Beef Alert! Spotify Claims Apple Is Rejecting Its Updated App

The company sent a letter to Apple's top lawyer earlier this week, claiming that Apple is "causing grave harm to Spotify and its customers."

Photo courtesy of Spotify

Tough week for Apple Music! Earlier this week, Senator Elizabeth Warren dropped a hot 16 against the streaming giant when she called into question the business practices of Google, Amazon, and Apple, specifically singling out Apple Music for their overall propensity to "snuff out competition."

A Spotify spokesman was quick to back up Warren's tough talk, and now Spotify's doubling down with incendiary claims that Apple is purposefully rejecting an updated version of Spotify's app from the App Store. The company sent a letter to Apple's top lawyer earlier this week, claiming that Apple is "causing grave harm to Spotify and its customers" by doing so.

"This latest episode raises serious concerns under both US and EU competition law," Spotify general counsel Horacio Gutierrez wrote in the letter, which Recode reports has also been circulated to some Congressional staff. "It continues a troubling pattern of behavior by Apple to exclude and diminish the competitveness of Spotify on iOS and as a rival to Apple Music, particularly when seen against the backdrop of Apple's previous anticompetitive conduct aimed at Spotify… we cannot stand by as Apple uses the App Store approval process as a weapon to harm competitors."

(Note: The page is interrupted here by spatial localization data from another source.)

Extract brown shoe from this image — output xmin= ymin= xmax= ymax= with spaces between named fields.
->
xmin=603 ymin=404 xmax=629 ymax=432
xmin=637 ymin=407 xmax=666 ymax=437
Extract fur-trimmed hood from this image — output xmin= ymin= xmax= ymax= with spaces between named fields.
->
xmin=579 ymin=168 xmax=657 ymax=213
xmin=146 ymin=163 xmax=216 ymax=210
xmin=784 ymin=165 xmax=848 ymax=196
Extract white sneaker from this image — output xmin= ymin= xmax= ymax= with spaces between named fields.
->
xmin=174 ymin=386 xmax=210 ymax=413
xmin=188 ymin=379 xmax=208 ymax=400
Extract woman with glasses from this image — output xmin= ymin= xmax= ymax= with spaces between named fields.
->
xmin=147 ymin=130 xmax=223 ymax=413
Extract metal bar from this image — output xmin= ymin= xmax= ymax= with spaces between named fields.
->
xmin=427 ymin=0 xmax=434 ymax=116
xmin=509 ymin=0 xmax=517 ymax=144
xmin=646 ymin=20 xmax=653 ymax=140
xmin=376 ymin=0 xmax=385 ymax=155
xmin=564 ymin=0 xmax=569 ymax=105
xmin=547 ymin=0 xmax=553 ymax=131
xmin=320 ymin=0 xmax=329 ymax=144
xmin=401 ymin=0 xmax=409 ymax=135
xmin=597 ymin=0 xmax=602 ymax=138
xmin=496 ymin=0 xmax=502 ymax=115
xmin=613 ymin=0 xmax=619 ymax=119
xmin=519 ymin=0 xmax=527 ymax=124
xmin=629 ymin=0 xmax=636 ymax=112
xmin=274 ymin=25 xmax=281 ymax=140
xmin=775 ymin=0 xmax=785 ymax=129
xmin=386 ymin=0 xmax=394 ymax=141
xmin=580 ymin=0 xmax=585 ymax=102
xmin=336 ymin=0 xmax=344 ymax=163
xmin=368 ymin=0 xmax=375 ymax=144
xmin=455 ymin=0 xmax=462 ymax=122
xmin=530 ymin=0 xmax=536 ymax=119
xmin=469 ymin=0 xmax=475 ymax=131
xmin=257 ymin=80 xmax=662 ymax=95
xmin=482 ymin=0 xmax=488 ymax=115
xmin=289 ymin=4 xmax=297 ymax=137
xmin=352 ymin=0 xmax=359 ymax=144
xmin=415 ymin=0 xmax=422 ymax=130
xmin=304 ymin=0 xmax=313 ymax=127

Recode also notes that Spotify is way, way ahead of Apple Music when it comes to subscribers, with a healthy 30 million count doubling Apple's 15 million. (Granted, 15 million is nothing to sneeze at either—especially when you consider that Tidal, which launched before Apple Music, has only garnered 3 million subscribers as of March of this year.) Still, if Apple is purposefully keeping Spotify from introducing an updated version of their app, that's pretty shady—and it adds some fuel to the fire that the FTC's current investigation of Apple Music is generating, too.